La semaine dernière, l’Équipe humanitaire pour les pays a lancé un additif de 390 millions de dollars à son plan initial pour répondre aux besoins supplémentaires.
Monsieur le président et membres du Conseil.

Mon rapport d’aujourd’hui aurait peut-être été plus sombre s’il n’y avait pas eu l’accord récent entre les parties sur la répartition des États. Cependant, le processus de paix vacille. Il nécessite une énergie renouvelée et une réinitialisation.

Je voudrais vous laisser trois points clés à retenir:
Premièrement, que faut-il d’un gouvernement de transition d’unité nationale?
Un gouvernement d’unité, par définition, prend des décisions en collaboration – que ce soit en tant que présidence ou cabinet. Cette façon de travailler doit devenir une habitude et non une exception.

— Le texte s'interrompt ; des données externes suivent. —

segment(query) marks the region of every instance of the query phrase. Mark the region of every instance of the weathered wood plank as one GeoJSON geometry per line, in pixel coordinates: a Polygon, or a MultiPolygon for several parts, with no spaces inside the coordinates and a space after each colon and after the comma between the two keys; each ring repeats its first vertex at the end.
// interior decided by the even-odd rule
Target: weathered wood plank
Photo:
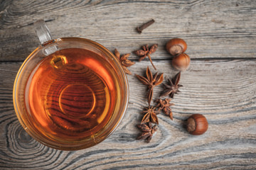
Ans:
{"type": "Polygon", "coordinates": [[[186,40],[191,58],[255,58],[255,6],[253,0],[4,1],[0,60],[23,61],[39,45],[33,23],[40,18],[53,38],[86,38],[124,53],[159,43],[153,60],[170,57],[164,45],[174,37],[186,40]],[[151,18],[156,23],[138,34],[151,18]]]}
{"type": "MultiPolygon", "coordinates": [[[[146,106],[146,89],[128,75],[130,103],[119,127],[103,142],[76,152],[46,147],[20,125],[11,96],[21,64],[0,63],[0,169],[256,169],[255,60],[192,60],[181,74],[181,93],[173,100],[174,121],[159,115],[159,130],[149,144],[134,140],[139,133],[135,127],[142,118],[139,113],[146,106]],[[207,118],[206,134],[192,136],[183,129],[192,113],[207,118]]],[[[165,76],[177,72],[170,60],[154,64],[165,76]]],[[[130,70],[143,74],[146,65],[150,63],[137,62],[130,70]]],[[[161,88],[155,89],[154,98],[161,88]]]]}

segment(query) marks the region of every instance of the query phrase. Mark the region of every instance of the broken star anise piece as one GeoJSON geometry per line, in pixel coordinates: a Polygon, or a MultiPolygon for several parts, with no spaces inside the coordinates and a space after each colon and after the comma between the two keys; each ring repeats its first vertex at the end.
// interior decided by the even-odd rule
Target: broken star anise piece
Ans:
{"type": "Polygon", "coordinates": [[[147,125],[138,125],[137,127],[143,132],[137,138],[137,140],[146,140],[148,143],[152,139],[153,134],[157,130],[156,125],[153,126],[151,123],[147,123],[147,125]]]}
{"type": "Polygon", "coordinates": [[[164,114],[169,115],[171,120],[174,120],[173,113],[170,108],[170,106],[174,105],[173,103],[170,103],[171,98],[166,98],[165,100],[158,99],[156,100],[156,108],[159,108],[159,110],[162,110],[164,114]]]}
{"type": "Polygon", "coordinates": [[[149,57],[149,61],[151,63],[154,69],[156,70],[156,67],[153,64],[153,62],[150,57],[150,55],[156,51],[157,47],[158,47],[157,44],[154,44],[152,46],[151,46],[150,47],[149,47],[148,45],[144,45],[142,47],[142,50],[134,51],[134,53],[135,55],[137,55],[137,56],[140,57],[139,62],[140,62],[142,60],[144,60],[144,58],[146,58],[146,56],[149,57]]]}
{"type": "Polygon", "coordinates": [[[149,94],[148,94],[148,103],[150,105],[150,102],[153,96],[153,89],[154,87],[161,84],[164,81],[164,74],[158,75],[156,72],[154,76],[150,71],[149,67],[146,68],[146,78],[135,74],[136,76],[142,82],[142,84],[148,86],[149,87],[149,94]]]}
{"type": "Polygon", "coordinates": [[[149,106],[148,108],[145,108],[145,110],[143,110],[142,113],[144,114],[144,116],[143,117],[142,120],[142,124],[151,122],[154,123],[159,124],[158,123],[158,118],[156,115],[159,113],[159,111],[155,110],[156,108],[154,106],[149,106]]]}
{"type": "Polygon", "coordinates": [[[178,81],[181,79],[181,72],[178,72],[174,79],[168,79],[169,82],[169,84],[163,84],[164,86],[165,90],[163,91],[162,94],[160,97],[166,96],[167,95],[170,95],[171,98],[174,98],[174,94],[177,94],[177,92],[180,92],[178,88],[183,86],[181,84],[178,84],[178,81]]]}
{"type": "Polygon", "coordinates": [[[128,60],[130,54],[125,54],[120,57],[120,53],[117,51],[117,49],[114,49],[114,55],[121,63],[122,67],[123,68],[124,72],[128,74],[132,74],[132,72],[127,68],[135,64],[135,62],[128,60]]]}

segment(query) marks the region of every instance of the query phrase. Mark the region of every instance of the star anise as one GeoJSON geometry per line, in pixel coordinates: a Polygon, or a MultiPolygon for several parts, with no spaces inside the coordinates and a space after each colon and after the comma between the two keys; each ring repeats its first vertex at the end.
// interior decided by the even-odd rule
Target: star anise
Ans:
{"type": "Polygon", "coordinates": [[[156,108],[154,106],[149,106],[148,108],[145,108],[145,110],[143,110],[142,113],[144,114],[142,120],[142,124],[151,122],[154,123],[159,124],[158,118],[156,115],[159,113],[159,111],[155,110],[156,108]]]}
{"type": "Polygon", "coordinates": [[[142,82],[142,84],[148,86],[149,93],[148,93],[148,103],[150,105],[150,102],[152,99],[153,96],[153,89],[154,87],[161,84],[164,81],[164,74],[158,75],[156,72],[154,76],[151,72],[150,71],[149,67],[146,68],[146,78],[135,74],[136,76],[142,82]]]}
{"type": "Polygon", "coordinates": [[[153,134],[157,130],[157,126],[152,125],[151,123],[146,124],[141,124],[137,125],[143,132],[137,138],[137,140],[146,140],[146,142],[149,142],[152,139],[153,134]]]}
{"type": "Polygon", "coordinates": [[[140,57],[139,62],[146,58],[146,56],[149,57],[149,61],[151,63],[154,69],[156,70],[156,67],[154,65],[152,62],[152,60],[150,57],[150,55],[156,52],[157,47],[158,47],[157,44],[154,44],[150,47],[149,47],[148,45],[146,45],[142,47],[142,50],[136,50],[134,52],[134,53],[138,55],[139,57],[140,57]]]}
{"type": "Polygon", "coordinates": [[[169,82],[169,85],[163,84],[164,86],[165,90],[163,91],[162,94],[160,97],[166,96],[167,95],[170,95],[171,98],[174,98],[174,94],[177,94],[180,92],[178,88],[183,86],[181,84],[178,84],[178,81],[181,79],[181,72],[178,72],[174,79],[168,79],[169,82]]]}
{"type": "Polygon", "coordinates": [[[158,99],[156,100],[156,108],[159,108],[159,110],[162,110],[164,114],[169,115],[171,120],[174,120],[173,113],[170,108],[170,106],[174,105],[173,103],[170,103],[171,98],[166,98],[165,100],[158,99]]]}
{"type": "Polygon", "coordinates": [[[117,60],[121,63],[121,65],[126,74],[132,74],[132,72],[127,68],[128,67],[132,66],[135,64],[135,62],[132,62],[131,60],[128,60],[129,56],[130,54],[125,54],[120,57],[120,53],[117,51],[117,49],[114,49],[114,55],[117,58],[117,60]]]}

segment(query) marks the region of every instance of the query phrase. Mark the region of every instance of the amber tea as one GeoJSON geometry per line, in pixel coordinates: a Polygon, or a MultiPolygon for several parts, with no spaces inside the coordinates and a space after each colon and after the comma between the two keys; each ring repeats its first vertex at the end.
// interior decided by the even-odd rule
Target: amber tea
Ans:
{"type": "Polygon", "coordinates": [[[112,72],[106,59],[85,49],[64,49],[46,57],[26,87],[31,125],[60,141],[93,137],[109,123],[119,97],[112,72]]]}

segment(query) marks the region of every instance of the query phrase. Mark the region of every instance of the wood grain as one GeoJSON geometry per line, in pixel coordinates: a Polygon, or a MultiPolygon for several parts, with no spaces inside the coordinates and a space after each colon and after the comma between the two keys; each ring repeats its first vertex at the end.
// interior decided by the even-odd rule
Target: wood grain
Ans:
{"type": "MultiPolygon", "coordinates": [[[[256,169],[256,1],[0,1],[0,169],[256,169]],[[53,38],[81,37],[121,54],[146,43],[166,78],[177,71],[164,50],[172,38],[188,43],[191,67],[172,102],[174,121],[159,115],[149,144],[134,139],[146,106],[146,88],[128,75],[129,108],[117,130],[87,149],[53,149],[31,138],[14,110],[12,88],[22,62],[38,45],[33,23],[43,18],[53,38]],[[135,28],[154,18],[138,34],[135,28]],[[208,120],[192,136],[183,124],[193,113],[208,120]]],[[[129,69],[144,74],[149,60],[129,69]]],[[[162,86],[155,89],[153,99],[162,86]]]]}
{"type": "MultiPolygon", "coordinates": [[[[170,62],[154,62],[165,77],[177,72],[170,62]]],[[[159,115],[159,130],[149,144],[134,140],[139,134],[135,125],[146,106],[146,89],[134,75],[128,75],[129,104],[119,127],[103,142],[76,152],[45,147],[21,126],[12,106],[12,85],[21,64],[0,64],[0,169],[256,168],[256,60],[193,60],[181,74],[181,93],[172,101],[174,121],[159,115]],[[183,128],[193,113],[202,113],[208,120],[208,130],[201,136],[183,128]]],[[[129,68],[143,75],[146,65],[150,62],[144,61],[129,68]]],[[[162,86],[155,89],[154,99],[162,86]]]]}
{"type": "Polygon", "coordinates": [[[39,45],[33,23],[40,18],[55,38],[86,38],[111,50],[159,43],[154,60],[169,57],[164,45],[174,37],[186,40],[193,59],[255,58],[255,6],[253,0],[4,1],[0,60],[23,61],[39,45]],[[156,23],[138,34],[135,28],[151,18],[156,23]]]}

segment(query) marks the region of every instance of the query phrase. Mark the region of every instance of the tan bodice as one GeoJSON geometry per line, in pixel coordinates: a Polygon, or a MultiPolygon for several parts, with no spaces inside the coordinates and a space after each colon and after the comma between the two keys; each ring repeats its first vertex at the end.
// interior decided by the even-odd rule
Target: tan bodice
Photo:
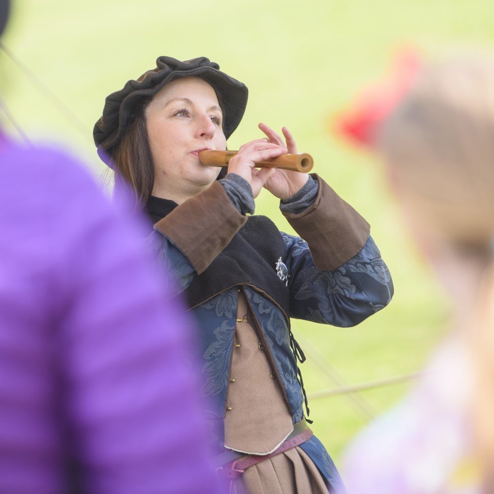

Un gouvernement d’unité – agit dans le meilleur intérêt de tous ses habitants, quelle que soit leur identité ethnique – et devrait agir collectivement et rapidement pour réduire les conflits dans les États.

Au sein d’un gouvernement d’unité, les parties négocieraient leurs positions, mais des décisions importantes telles que la constitution resteraient fidèles à l’accord de paix.

Et, des solutions collectives doivent être trouvées pour faire avancer les dispositions transitoires de sécurité afin que les soldats n’abandonnent plus les lieux en l’absence de nourriture et de fournitures.

Deuxièmement, nous reconnaissons que les partenaires régionaux et les garants de la paix sont en proie à leurs propres luttes pour le COVID-19. Mais il est vital que les garants et l’IGAD restent activement engagés pour maintenir l’élan du processus de paix.

Troisièmement, le COVID19 va frapper fort. Mais pas comme nous le pensons. Oui, les gens mourront du virus, comme partout ailleurs dans le monde.
Mais la véritable menace pour le peuple du Soudan du Sud réside dans l’effondrement du système de santé déjà fragile. Cela pourrait entraîner la perte de très nombreuses vies – une tragédie qui peut être évitée.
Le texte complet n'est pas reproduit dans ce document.